Scheme for Production and Employment Linked Support for Garmenting Units (SPELSGU): Ministry has also notified the Scheme for Production and Employment Linked Support for Garmenting Units (SPELSGU) under ATUFS to incentivize production and employment generation in the textile sector.

(iii) Scheme for Integrated Textile Park (SITP): Under the Scheme, Government provides 40% subsidy with a ceiling of Rs.40 crore to set up Textile Parks for infrastructure creation and employment generation.

(iv) A separate scheme for development of Knitting and knitwear has been launched recently to boost production in knitting and knitwear clusters which provide employment to nearly 24 lakh persons.

(v) Jute ICARE for increasing the income of farmers by at least 50% various incentive are given through promotion of certified seeds, better agronomic practices, use of microbial re-using of Jute plant, retting to produce quality of jute, increase productivity and to reduce the cost of jute production for the jute farmers. For modernization of Jute Industry an incentive of 20% of the cost of the new machinery for Jute Mill and 30% JDB-MSME unit is considered for reimbursement under the scheme, subject to maximum of Rs. 2.25 crore per unit. The new jute entrepreneurs are being engaged on job work basis in existing jute mills/MSME units for boost production of jute diversified products and start their own manufacturing units on self-employment basis and become self-sustenance.

(vi) Power Tex India: A comprehensive scheme for Powerloom sector was launched in April, 2017 with an outlay of Rs. 487 crores for three years. This scheme has components relating to Powerloom upgradation; infrastructure creation, concessional access to credit, etc. The scheme has been designed to attract investment of Rs. 1000 crores and employment to 10000 persons in the Powerloom sector.

(vii) SAMARTH:- The Scheme for Capacity Building in Textile Sector (SCBTS): A new scheme with an outlay of Rs 1300 crores has been approved recently in December, 2017 for providing employment oriented training to 10 lakh people in various segments in textiles including one lakh in traditional sectors.

(viii) SILK SAMAGRA:- Under this scheme, Government of India has been implementing a Central Sector Scheme “Silk Samagra” for development of sericulture in the country with components such as Research & Development, Training, Transfer of Technology and I.T Initiatives, support to seed organizations, coordination and market development and, quality certification Systems (QCS)/ Export Brand Promotion and Technology Upgradation. R&D efforts have also been initiated to evolve new products. It is estimated that employment is likely to be generated around 11 million persons by 2022.

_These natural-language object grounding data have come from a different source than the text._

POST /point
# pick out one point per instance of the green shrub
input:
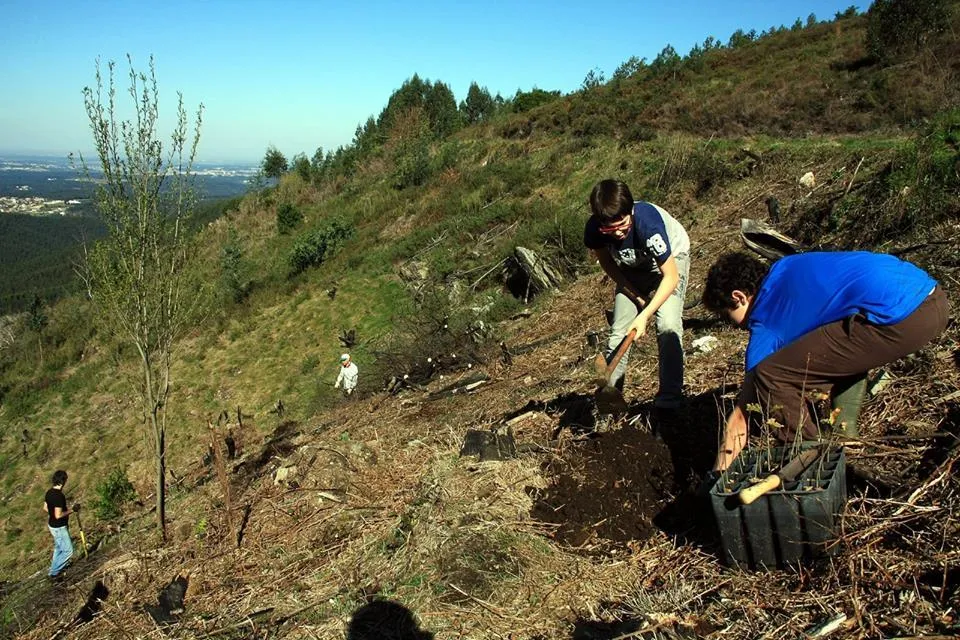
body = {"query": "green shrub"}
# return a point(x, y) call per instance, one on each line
point(289, 218)
point(233, 280)
point(112, 494)
point(312, 248)
point(412, 163)
point(899, 26)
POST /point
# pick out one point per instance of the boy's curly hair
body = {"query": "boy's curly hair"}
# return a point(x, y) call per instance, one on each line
point(731, 272)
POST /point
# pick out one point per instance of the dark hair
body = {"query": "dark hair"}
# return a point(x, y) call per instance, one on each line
point(731, 272)
point(611, 199)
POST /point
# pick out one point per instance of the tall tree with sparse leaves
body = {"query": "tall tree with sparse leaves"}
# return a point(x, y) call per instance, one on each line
point(139, 276)
point(274, 163)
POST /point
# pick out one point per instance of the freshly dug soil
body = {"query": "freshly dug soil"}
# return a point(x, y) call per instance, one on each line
point(608, 488)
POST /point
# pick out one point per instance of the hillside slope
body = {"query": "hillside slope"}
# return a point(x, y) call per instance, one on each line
point(380, 505)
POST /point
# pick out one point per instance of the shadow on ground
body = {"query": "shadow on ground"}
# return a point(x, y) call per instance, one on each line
point(636, 475)
point(385, 620)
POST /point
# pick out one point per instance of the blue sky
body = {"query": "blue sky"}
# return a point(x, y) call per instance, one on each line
point(302, 74)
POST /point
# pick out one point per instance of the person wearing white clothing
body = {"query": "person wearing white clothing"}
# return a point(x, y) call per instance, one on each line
point(348, 375)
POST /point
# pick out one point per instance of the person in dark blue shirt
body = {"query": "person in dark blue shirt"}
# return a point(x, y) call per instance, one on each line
point(646, 252)
point(818, 322)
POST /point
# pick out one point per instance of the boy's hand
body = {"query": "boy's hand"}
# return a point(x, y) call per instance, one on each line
point(640, 324)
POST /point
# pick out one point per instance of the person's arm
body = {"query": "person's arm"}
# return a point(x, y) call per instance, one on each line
point(733, 441)
point(668, 284)
point(611, 269)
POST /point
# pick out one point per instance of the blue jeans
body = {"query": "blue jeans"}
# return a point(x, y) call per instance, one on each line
point(62, 549)
point(669, 331)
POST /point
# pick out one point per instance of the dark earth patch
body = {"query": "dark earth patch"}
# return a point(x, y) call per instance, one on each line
point(608, 488)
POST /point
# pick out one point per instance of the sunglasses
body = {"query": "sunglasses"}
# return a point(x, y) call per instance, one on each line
point(616, 226)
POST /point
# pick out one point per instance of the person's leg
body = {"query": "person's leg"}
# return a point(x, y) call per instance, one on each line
point(62, 549)
point(670, 341)
point(836, 352)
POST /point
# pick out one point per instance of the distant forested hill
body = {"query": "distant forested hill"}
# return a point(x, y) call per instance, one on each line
point(37, 256)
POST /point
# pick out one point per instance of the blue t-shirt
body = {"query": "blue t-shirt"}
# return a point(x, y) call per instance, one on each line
point(653, 237)
point(806, 291)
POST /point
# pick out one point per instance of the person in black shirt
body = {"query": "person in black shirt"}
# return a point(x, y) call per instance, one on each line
point(55, 506)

(d): In order to boost exports in textile sector, Government has introduced the new RoSCTL (Rebate of State and Central Taxes and Levies) scheme w.e.f 7th March 2019. Government has also notified a special one-time additional ad-hoc incentive of upto 1% of FoB value to be provided for exports of apparel and made-ups to offset the difference between RoSCTL and RoSL + MEIS@4%, from 7.3.2019 to 31.12.2019. To boost exports in MMF sector, Government has removed anti-dumping duty on PTA, a key raw material for the manufacture of MMF fibre and yarn. Exporters are also provided assistance under Market Access Initiative (MAI) Scheme. Interest equalization rate for pre and post shipment credit for exports by MSMEs of textile sector has been enhanced from 3% to 5% w.e.f. 02.11.2018. Benefits of Interest Equalization Scheme has been extended to merchant exporters from 02.01.2019 which was earlier limited to only manufacturer exporters.